Greek pensioners Athens
A pensioner with a priority ticket queues for his pension at a National Bank branch in Athens, Greece Alkis Konstantinidis/Reuters

European markets were lifted on 13 July by the announcement of a deal to provide debt relief to Greece after all-night negotiations at an emergency summit.

But investors must "prepare for more ups and downs", said Mike van Dulken, head of research at Accendo Markets. "Parliamentary approval [is] still required in Athens and across the eurozone," he said of the proposed €35bn (£25bn, $39bn) relief package.

It is the third relief package that has gone to the country. Final negotiations and a mandate are still to be agreed by end of the week. "The initial relief rally has already been checked by [the] need for concrete agreement/approval on finer details," said Van Dulken.

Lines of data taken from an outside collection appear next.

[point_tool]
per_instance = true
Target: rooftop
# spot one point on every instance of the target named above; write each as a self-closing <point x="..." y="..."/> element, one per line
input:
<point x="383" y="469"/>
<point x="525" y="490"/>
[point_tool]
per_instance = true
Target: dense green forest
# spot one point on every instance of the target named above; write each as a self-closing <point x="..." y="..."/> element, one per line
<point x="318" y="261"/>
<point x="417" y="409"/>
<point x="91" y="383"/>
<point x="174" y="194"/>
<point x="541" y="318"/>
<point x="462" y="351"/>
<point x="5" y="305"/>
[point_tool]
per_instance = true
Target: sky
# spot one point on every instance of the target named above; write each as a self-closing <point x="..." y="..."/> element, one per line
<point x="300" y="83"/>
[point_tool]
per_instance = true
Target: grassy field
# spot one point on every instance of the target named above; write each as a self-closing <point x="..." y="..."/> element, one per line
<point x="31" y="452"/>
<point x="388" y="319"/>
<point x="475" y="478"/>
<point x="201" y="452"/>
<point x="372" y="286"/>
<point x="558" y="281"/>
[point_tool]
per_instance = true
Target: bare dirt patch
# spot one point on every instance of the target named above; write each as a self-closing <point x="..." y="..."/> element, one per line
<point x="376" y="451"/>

In the immediate wake of the announcement, London's FTSE 100 rose 0.80% but cooled quickly to sit at 0.70%.

Other European indexes saw greater gains, with the German DAX Index increasing 1.51% and the French CAC 40 Index gaining 2.04%. Both countries' banks hold the largest amount of Greek debt.

In the past, roughly 65% of the loans to Greece have gone to interest payments, maturing debt, and domestic bank recapitalisation with the country's creditors.

A lack of debt write-off of the €300bn owed or reprofiling of that debt means "we are likely just kicking the proverbial can a few years further down the road", said Van Dulken.

"There is no long-term future for the eurozone," said analyst Marc Ostwald of ADM Investor Services on the topic of the current plan. He called the deal worse than "the 1919 Treaty of Versailles", which hampered the growth of Germany's economy after the First World War and paved the way for the rise of fascism.

European Council President Donald Tusk cast the agreement in another light. He said: "Leaders have agreed in principle that they are ready to start negotiations on an European Stability Mechanism programme, which in other words means continued support for Greece."

"Another agreement to make an agreement," Van Dulken added. "Oh joy".